Unfortunately, it can be hard to include those routines in a frantic life coping with the demands of work, home and family. There always seems to be reason not to go to the gym, always an excuse to eat less healthy foods, always a justification for a little higher blood sugar.


Surgeons have improved gastric surgery during the last 35 years and have added the Lap-Band to their treatments. Most people with very severe obesity do lose weight and lower their cholesterol after the surgery, and the majority of them keep the weight off. However, some learn how to eat multiple small high-calorie meals and gain the weight back. When stomach surgery works, cholesterol falls and for those with diabetes, that disease gets better, too. A change in eating habits is an essential part of this surgery, as is a commitment to follow your doctor’s instructions.


Changing what you eat was the first way to control your cholesterol and it remains a mainstay of treatment. And so, 40 years after the first edition of The Happy Heart Cookbook, it is back with a new revised and updated edition to help you control your cholesterol and your LDL, reduce your risk of an early heart attack, and maybe even help with your weight and diabetes as well. Just remember, improvement requires that you do it for the rest of your life.

 

Heart Attacks: How Early Is Early

Physicians recognized 200 years ago that arteries blocked by hard deposits in their walls could cause death. However, heart attacks were rare before the 1890s when reports of men dying from them began to appear in medical journals. No one understood the causes of the plugged arteries then, and most of those men were sixty years old or more when they died.


Heart attacks became more common in the 1930s and 1940s. Men were victims of those attacks far more often than women.


By the 1950s, doctors understood that hardened, fatty deposits in the arteries of the heart caused blockages that resulted in heart attacks.
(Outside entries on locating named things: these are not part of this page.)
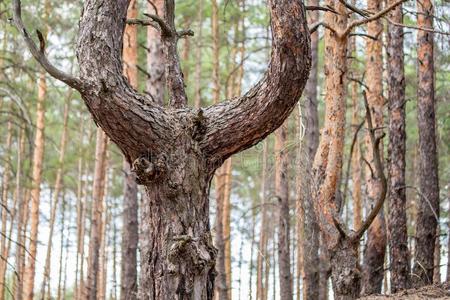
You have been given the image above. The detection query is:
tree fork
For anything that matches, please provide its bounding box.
[14,0,311,299]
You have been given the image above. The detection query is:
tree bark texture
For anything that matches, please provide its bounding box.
[361,0,387,295]
[83,128,108,300]
[120,0,139,300]
[274,123,293,300]
[312,0,361,299]
[15,0,310,299]
[411,0,439,287]
[297,0,320,299]
[387,1,411,293]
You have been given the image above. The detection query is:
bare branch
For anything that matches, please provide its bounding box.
[127,19,159,30]
[350,91,387,242]
[305,5,338,14]
[342,0,407,37]
[385,18,450,36]
[13,0,85,91]
[309,21,339,35]
[144,14,175,37]
[339,0,370,18]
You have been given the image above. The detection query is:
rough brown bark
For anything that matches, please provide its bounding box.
[14,0,310,299]
[274,123,293,300]
[387,0,411,293]
[120,0,139,300]
[411,0,439,287]
[83,128,108,300]
[147,0,165,105]
[297,0,320,299]
[361,0,387,295]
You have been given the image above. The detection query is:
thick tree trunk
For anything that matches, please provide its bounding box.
[387,0,411,293]
[411,0,439,287]
[361,0,387,295]
[297,0,320,299]
[275,123,293,300]
[14,0,310,300]
[83,128,108,300]
[120,0,139,300]
[23,73,47,299]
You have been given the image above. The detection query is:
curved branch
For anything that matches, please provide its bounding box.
[342,0,408,37]
[350,91,387,242]
[200,0,311,167]
[13,0,84,91]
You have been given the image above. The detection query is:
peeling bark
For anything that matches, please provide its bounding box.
[387,1,411,293]
[411,0,439,287]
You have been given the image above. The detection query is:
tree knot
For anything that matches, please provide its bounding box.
[131,155,167,185]
[167,234,216,271]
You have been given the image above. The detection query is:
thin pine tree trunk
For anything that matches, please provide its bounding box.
[194,0,204,108]
[361,0,387,295]
[387,1,411,293]
[411,0,439,287]
[83,128,108,300]
[41,95,72,299]
[13,128,27,299]
[0,118,14,300]
[120,0,140,300]
[256,141,268,300]
[275,123,293,300]
[147,0,165,104]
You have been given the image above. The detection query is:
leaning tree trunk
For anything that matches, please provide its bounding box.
[14,0,310,300]
[297,0,327,299]
[411,0,439,287]
[120,0,139,300]
[361,0,387,295]
[387,1,411,293]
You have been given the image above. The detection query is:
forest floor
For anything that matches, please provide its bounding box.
[360,282,450,300]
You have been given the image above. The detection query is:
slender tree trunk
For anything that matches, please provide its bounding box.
[97,173,109,300]
[23,69,47,299]
[13,128,27,300]
[446,188,450,281]
[56,194,69,300]
[146,0,165,105]
[361,0,387,295]
[387,0,411,293]
[411,0,439,287]
[194,0,204,109]
[297,0,320,299]
[84,128,108,300]
[0,119,14,300]
[275,123,293,300]
[120,0,139,300]
[41,95,72,300]
[256,141,268,300]
[433,224,441,284]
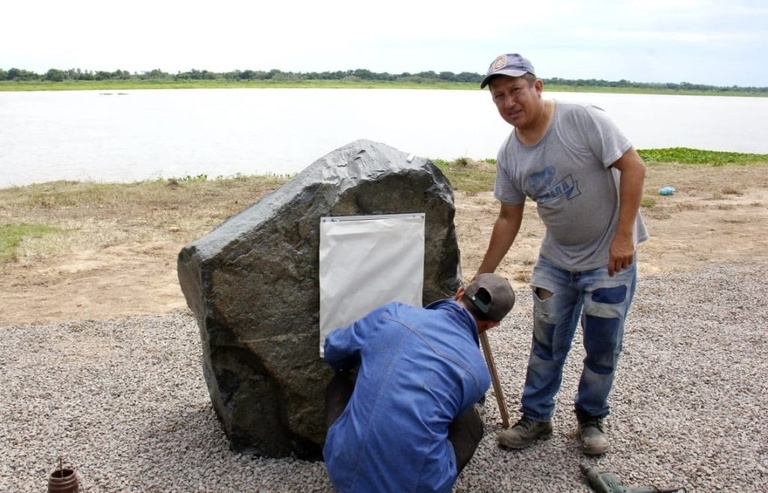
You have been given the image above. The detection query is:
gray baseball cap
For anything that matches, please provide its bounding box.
[464,274,515,322]
[480,53,536,89]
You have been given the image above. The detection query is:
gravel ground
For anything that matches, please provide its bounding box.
[0,265,768,493]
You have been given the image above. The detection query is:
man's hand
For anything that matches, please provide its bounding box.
[608,235,635,276]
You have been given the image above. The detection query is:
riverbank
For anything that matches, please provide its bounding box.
[0,160,768,327]
[0,79,768,97]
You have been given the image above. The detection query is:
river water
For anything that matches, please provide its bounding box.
[0,89,768,187]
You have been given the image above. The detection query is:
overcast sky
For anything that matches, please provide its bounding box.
[0,0,768,87]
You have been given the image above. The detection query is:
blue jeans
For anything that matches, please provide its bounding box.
[522,257,637,421]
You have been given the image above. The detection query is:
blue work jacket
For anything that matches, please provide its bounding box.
[323,300,491,493]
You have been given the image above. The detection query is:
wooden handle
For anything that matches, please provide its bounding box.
[480,332,509,428]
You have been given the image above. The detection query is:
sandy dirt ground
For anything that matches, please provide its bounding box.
[0,165,768,327]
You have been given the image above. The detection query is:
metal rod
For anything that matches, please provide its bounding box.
[480,332,509,428]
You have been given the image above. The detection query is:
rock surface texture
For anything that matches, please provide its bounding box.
[178,140,461,459]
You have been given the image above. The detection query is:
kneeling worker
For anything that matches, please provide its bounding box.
[323,274,515,492]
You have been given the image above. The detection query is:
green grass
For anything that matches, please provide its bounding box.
[0,79,768,97]
[637,147,768,166]
[0,147,768,263]
[0,224,62,262]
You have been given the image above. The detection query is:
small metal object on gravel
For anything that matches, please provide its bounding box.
[0,264,768,493]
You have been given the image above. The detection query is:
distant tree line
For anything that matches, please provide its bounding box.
[0,68,768,93]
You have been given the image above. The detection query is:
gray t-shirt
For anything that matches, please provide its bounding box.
[494,101,648,271]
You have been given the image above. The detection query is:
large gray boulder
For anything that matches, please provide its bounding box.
[178,140,461,459]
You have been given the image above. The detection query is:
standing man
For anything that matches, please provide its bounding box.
[323,274,515,493]
[478,54,647,455]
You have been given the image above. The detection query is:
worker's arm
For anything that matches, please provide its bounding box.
[475,202,525,276]
[608,147,645,276]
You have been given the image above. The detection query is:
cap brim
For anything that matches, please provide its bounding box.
[480,70,528,89]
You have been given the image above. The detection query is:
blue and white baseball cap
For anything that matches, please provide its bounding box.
[480,53,536,89]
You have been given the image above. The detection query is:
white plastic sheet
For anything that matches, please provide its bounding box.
[320,213,424,357]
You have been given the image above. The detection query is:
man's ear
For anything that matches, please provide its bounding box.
[453,286,465,301]
[477,320,501,334]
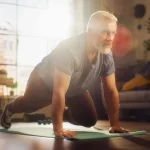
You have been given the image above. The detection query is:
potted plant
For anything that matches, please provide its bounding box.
[0,69,7,78]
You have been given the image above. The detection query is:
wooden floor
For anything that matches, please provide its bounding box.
[0,121,150,150]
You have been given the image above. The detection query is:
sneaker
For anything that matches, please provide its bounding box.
[0,105,13,129]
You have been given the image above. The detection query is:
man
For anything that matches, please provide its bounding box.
[1,11,128,137]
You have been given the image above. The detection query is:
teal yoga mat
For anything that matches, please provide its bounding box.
[0,126,146,140]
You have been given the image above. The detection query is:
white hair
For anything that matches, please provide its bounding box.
[87,11,118,31]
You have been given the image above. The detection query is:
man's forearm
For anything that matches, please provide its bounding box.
[51,93,65,130]
[104,92,119,127]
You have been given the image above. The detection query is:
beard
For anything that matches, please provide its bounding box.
[93,42,112,54]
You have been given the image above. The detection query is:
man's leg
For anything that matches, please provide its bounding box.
[0,67,52,128]
[64,91,97,127]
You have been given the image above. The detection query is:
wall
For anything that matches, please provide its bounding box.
[100,0,150,66]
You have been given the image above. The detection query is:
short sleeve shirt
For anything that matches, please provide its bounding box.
[37,33,115,96]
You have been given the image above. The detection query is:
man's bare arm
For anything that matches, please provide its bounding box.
[102,73,119,127]
[102,73,129,133]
An early heart attack then was still thought to be one before the age of sixty.


As the twentieth century ended, more heart attacks began to occur in younger men and women in their forties and even thirties. Today, an early heart attack is considered one before fifty and women are as affected as men.


     Doctors now understand the need to look for family histories of early heart attacks, test for abnormal cholesterol and LDL and signs of hardening arteries and begin treatment, all before age forty. However, not every family knows it has a history of early heart attacks and family history is not enough of a guideline for tests. By 2005, the national standard for first tests of cholesterol, regardless of family history, was 21. In 2011, the American Academy of Pediatrics recommended first tests by age twelve, before puberty.